Después, como siempre, vino el consuelo del lenguaje. Se dijo: no es muerte, es compasión. No es horror, es amor. El cine ayudó. Una película —¡una película!— con música melancólica y luz suave, donde una mujer, vencida por la esclerosis, suplica a su esposo que le dé descanso. Se llamaba Ich klage an, Yo acuso. Y era el canto dulce y amargo del veneno.

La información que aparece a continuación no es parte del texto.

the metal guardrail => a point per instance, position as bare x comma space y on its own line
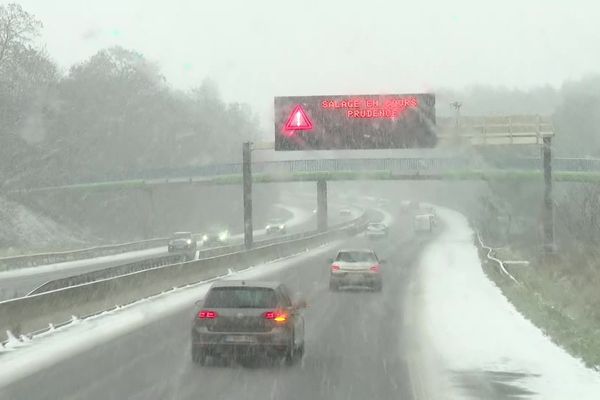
34, 313
490, 257
141, 265
32, 260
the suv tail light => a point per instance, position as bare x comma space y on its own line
207, 314
278, 316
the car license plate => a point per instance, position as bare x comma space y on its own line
239, 339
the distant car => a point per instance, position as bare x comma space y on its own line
424, 223
408, 205
344, 212
248, 318
356, 267
376, 230
383, 202
276, 226
215, 237
183, 243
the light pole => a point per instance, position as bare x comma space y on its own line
247, 193
457, 105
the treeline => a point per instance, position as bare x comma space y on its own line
110, 116
575, 108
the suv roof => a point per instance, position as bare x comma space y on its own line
356, 250
244, 283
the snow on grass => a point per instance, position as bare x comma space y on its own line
473, 327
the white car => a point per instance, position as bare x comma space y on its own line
356, 267
424, 223
376, 230
275, 226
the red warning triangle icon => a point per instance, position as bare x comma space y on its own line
298, 120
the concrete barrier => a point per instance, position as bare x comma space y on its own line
34, 313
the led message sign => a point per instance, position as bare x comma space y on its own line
355, 122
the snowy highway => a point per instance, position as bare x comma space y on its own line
408, 342
19, 282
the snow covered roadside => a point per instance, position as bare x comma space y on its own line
475, 331
299, 216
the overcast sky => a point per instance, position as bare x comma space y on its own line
258, 49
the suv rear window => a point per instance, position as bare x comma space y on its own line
241, 297
356, 256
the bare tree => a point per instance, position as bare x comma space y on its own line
18, 29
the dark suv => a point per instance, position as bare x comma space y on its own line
248, 318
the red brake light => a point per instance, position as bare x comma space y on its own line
207, 314
277, 316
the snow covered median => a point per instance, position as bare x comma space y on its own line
485, 346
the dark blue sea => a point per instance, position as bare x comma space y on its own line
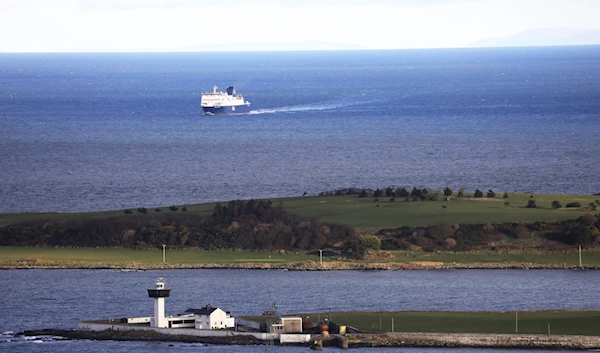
83, 132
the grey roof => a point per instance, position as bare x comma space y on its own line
207, 310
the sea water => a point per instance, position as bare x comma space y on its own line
86, 132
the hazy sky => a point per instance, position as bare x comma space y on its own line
137, 25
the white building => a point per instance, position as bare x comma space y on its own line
209, 318
206, 318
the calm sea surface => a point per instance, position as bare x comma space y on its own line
35, 299
82, 132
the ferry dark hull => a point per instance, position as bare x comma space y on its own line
240, 109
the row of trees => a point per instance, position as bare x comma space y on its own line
422, 194
248, 225
582, 231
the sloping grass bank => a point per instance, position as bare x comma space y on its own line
562, 322
11, 257
365, 213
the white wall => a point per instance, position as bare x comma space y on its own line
138, 320
294, 338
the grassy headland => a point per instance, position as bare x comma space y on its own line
450, 233
562, 322
32, 257
364, 213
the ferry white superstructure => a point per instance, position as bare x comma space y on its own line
228, 102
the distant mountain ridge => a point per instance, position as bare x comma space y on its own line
545, 37
272, 46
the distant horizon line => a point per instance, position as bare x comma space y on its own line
288, 50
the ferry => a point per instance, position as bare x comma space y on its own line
228, 102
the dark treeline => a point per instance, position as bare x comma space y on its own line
258, 225
505, 236
246, 225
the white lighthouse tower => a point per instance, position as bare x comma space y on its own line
159, 294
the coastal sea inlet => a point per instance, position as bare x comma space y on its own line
72, 295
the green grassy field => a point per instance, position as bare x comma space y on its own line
364, 213
529, 322
116, 256
569, 258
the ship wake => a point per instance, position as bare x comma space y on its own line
300, 108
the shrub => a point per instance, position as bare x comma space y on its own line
389, 192
402, 192
447, 191
369, 242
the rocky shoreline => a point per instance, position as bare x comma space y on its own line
415, 339
299, 266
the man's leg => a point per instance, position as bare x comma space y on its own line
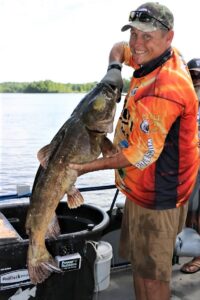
147, 289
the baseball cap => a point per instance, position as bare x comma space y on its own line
194, 64
149, 17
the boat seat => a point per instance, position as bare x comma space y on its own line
120, 203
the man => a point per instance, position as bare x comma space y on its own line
156, 165
193, 217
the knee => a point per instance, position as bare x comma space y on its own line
151, 284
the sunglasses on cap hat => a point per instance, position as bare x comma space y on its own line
195, 74
144, 17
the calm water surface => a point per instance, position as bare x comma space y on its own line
28, 122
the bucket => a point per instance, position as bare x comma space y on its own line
102, 266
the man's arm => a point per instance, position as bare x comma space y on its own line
116, 161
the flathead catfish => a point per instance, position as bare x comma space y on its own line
81, 139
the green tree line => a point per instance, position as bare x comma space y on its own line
49, 86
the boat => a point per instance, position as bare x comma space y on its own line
87, 252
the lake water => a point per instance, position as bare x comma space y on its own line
28, 122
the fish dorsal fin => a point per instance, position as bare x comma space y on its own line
43, 155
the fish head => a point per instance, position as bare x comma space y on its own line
99, 113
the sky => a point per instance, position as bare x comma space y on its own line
70, 40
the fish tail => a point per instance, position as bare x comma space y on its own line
74, 199
53, 230
41, 268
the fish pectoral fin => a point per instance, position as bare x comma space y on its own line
74, 198
43, 155
53, 230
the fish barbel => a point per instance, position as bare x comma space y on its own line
82, 138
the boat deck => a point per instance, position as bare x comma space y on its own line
183, 286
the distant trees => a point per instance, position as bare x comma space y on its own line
49, 86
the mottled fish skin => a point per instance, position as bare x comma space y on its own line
81, 139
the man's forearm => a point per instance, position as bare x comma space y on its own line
113, 162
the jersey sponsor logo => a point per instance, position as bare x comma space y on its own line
145, 126
147, 156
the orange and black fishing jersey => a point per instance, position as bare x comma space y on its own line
157, 131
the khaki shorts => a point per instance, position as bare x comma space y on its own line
148, 239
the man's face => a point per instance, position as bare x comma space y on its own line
146, 46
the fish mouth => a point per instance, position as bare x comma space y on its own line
102, 127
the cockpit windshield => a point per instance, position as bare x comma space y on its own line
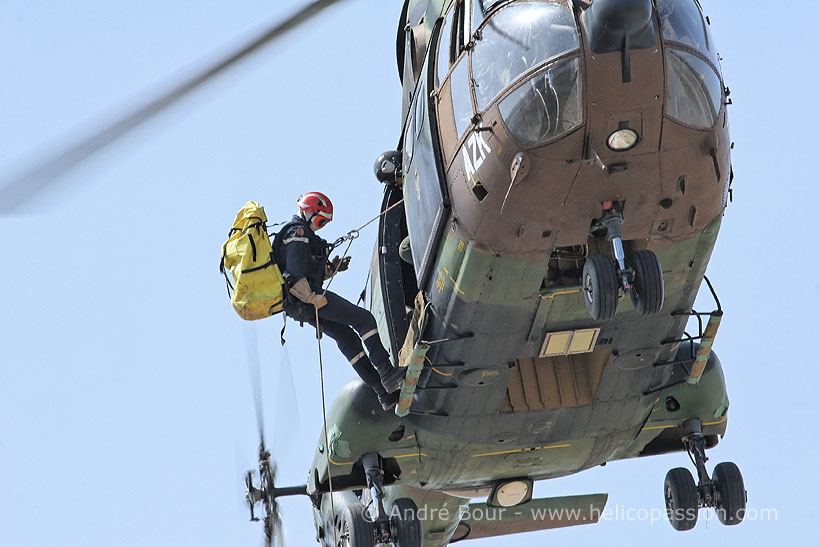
694, 91
516, 40
683, 23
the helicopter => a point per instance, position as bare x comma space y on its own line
564, 171
616, 338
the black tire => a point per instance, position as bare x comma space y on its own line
357, 530
599, 284
405, 523
731, 493
681, 498
647, 285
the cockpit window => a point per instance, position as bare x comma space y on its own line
682, 22
517, 39
694, 92
546, 106
482, 8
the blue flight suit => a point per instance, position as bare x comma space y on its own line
301, 253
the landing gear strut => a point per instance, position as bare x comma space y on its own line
724, 491
604, 277
371, 524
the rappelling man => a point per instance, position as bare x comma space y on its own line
304, 259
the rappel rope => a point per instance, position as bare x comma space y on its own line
349, 237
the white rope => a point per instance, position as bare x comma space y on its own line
324, 419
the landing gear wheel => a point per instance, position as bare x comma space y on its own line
647, 287
731, 493
357, 530
600, 287
405, 524
681, 499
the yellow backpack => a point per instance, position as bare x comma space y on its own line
258, 287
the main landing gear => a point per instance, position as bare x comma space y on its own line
603, 277
724, 491
368, 524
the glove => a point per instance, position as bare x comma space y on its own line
301, 290
336, 265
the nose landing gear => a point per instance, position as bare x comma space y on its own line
603, 277
368, 523
724, 491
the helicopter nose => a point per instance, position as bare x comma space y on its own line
618, 25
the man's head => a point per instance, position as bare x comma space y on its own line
316, 209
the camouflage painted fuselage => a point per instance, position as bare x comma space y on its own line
499, 231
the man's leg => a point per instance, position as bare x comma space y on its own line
340, 310
351, 347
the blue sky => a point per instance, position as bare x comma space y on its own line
126, 410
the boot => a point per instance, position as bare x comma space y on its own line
389, 400
391, 377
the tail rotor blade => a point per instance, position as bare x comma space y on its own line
15, 190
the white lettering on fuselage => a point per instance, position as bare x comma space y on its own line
479, 148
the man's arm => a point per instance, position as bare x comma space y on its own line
297, 261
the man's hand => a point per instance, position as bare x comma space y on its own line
336, 265
340, 265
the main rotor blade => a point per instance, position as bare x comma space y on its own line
17, 189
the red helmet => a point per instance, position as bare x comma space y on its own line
317, 209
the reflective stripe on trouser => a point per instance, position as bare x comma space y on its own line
345, 322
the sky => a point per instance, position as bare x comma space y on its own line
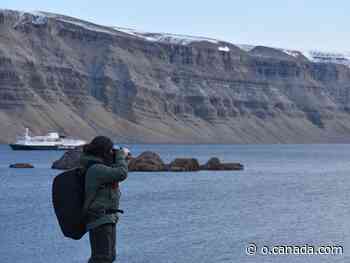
297, 24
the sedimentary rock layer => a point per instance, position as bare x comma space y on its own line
63, 74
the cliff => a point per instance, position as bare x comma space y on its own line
60, 73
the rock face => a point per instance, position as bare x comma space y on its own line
147, 162
184, 165
61, 73
214, 164
21, 165
69, 160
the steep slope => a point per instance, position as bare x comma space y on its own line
61, 73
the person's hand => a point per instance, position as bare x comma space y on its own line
126, 151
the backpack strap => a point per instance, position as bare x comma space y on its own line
88, 201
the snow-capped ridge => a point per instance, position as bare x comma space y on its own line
166, 37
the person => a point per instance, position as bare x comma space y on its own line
102, 194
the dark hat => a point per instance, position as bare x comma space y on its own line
99, 146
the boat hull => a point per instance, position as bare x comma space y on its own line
21, 147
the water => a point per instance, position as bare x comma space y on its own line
287, 195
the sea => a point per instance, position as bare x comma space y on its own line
291, 203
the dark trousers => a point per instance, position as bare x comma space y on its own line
103, 244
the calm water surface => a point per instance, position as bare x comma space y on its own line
287, 195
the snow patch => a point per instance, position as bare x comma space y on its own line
166, 37
328, 57
245, 47
224, 49
35, 18
292, 53
87, 26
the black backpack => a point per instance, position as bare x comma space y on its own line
68, 200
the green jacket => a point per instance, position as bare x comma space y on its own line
101, 189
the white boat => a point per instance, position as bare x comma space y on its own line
51, 141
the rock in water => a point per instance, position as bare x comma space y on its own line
147, 162
69, 160
184, 165
21, 165
214, 164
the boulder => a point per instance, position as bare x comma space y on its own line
214, 164
69, 160
147, 162
21, 165
184, 165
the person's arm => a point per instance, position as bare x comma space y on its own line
118, 172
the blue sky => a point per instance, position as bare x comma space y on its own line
297, 24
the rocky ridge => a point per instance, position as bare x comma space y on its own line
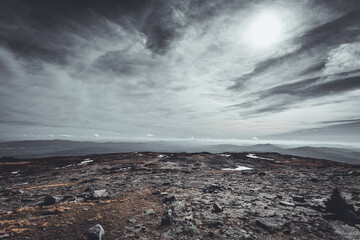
179, 196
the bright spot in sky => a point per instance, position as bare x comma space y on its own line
265, 29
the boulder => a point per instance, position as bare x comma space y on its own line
169, 199
50, 200
95, 233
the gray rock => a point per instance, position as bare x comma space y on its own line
271, 224
95, 233
4, 236
167, 219
217, 208
298, 198
169, 199
99, 194
131, 220
192, 231
149, 212
288, 204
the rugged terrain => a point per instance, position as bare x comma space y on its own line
179, 196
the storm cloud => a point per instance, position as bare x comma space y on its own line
176, 69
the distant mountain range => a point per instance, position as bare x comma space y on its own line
49, 148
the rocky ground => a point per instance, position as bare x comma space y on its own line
179, 196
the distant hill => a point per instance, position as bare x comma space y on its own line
48, 148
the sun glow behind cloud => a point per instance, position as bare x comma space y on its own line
265, 29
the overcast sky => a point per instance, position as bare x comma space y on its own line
180, 69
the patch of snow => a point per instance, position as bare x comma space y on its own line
251, 155
239, 168
225, 155
86, 161
67, 166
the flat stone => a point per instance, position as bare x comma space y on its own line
50, 200
95, 233
271, 224
288, 204
169, 199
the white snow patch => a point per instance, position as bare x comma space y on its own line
86, 161
239, 168
225, 155
251, 155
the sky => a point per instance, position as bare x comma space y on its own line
198, 69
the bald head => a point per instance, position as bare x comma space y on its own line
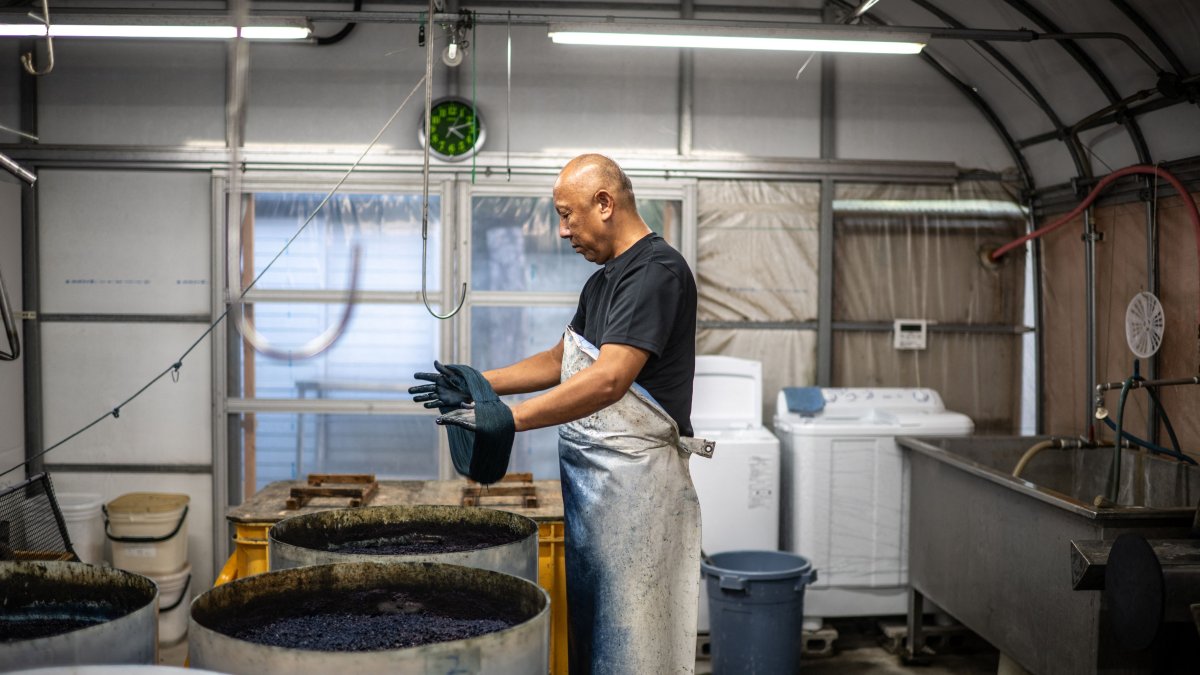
593, 173
595, 208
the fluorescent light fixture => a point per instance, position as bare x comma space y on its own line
981, 208
821, 37
160, 28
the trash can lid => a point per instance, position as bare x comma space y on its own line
762, 566
148, 502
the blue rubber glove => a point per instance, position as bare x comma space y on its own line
447, 388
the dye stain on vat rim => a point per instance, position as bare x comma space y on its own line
406, 538
371, 620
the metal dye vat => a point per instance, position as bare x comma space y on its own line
474, 537
73, 614
400, 617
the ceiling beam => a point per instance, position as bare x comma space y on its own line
1132, 127
1083, 168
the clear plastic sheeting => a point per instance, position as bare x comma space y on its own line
925, 264
289, 446
757, 251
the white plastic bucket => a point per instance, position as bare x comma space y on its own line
85, 524
174, 591
148, 531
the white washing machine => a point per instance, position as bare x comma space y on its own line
738, 487
845, 493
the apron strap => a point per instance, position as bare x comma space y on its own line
701, 447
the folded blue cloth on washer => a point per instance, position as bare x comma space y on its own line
804, 400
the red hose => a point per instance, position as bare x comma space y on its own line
1193, 213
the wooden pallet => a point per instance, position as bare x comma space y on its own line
364, 488
515, 489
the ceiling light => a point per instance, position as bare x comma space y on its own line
821, 37
160, 28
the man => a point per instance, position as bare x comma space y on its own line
621, 386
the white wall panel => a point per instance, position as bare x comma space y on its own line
124, 93
1051, 163
1173, 133
199, 511
125, 242
751, 103
900, 108
12, 396
89, 368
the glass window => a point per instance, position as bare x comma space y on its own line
376, 358
289, 446
387, 226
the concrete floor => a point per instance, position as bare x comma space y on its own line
858, 651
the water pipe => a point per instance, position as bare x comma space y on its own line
1146, 169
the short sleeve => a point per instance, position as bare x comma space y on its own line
643, 309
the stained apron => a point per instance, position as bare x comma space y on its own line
633, 533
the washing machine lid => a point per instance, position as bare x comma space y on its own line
726, 393
907, 411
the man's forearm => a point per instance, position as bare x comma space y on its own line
534, 374
588, 390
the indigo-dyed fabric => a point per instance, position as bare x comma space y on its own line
483, 454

Finalmente, se alzó el argumento supremo: la autonomía. El derecho. El yo. “Si tengo razón, decía un personaje, sacerdote vencido por su propia lógica, tengo derecho a decidir
sobre mi final.” Y lo decía en nombre de Dios. Porque también Dios, cuando conviene, se pone del lado de la razón calculadora.

Así fue como la autonomía, esa palabra brillante como cuchillo nuevo, no fue, como algunos creen, el sello de la modernidad, sino la moneda ya gastada de otros tiempos, la que ya sirvió para justificar la muerte vestida de libertad.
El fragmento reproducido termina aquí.